In all departments with numbers $$$j > i$$$, for which $$$a_j \le m$$$, Sasha can buy a gift for any of her friends, and this will not affect the answer in any way. Now consider all departments with numbers $$$j > i$$$ for which $$$a_j > m$$$. If you buy a gift for your first girlfriend in some of these departments, the value of $$$m$$$ will increase, which means the answer may improve. Therefore, let's iterate through all these departments and update the response with the value $$$\lvert a_j - b_i\rvert$$$.

Time $$$O(n^2)$$$.

Let's optimize this solution. To begin with, instead of calculating the value of $$$m$$$ anew at each iteration, we will maintain its value in some variable. Then, when moving from department $$$i - 1$$$ to department $$$i$$$, we will update the value of $$$m$$$ as follows: $$$m:= \max(m, a_i)$$$.

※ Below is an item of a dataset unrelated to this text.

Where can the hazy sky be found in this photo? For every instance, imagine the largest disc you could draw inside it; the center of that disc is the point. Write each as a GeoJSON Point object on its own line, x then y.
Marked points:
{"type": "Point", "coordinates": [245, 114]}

It remains to learn how to quickly find the optimal department number $$$j$$$, such that $$$j > i$$$, $$$a_j > m$$$, as well as $$$\lvert a_j - b_i\rvert$$$ is minimal. Let's choose on the suffix of the array the minimum $$$a_j$$$, such that $$$a_j\ge b_i$$$, and also the maximum $$$a_j$$$, such that $$$a_j \le b_i$$$. You can notice that the optimal $$$a_j$$$ is one of the two selected numbers (you also need to remember to check the condition $$$a_j > m$$$). Therefore, it is enough to update the answer only with the help of them.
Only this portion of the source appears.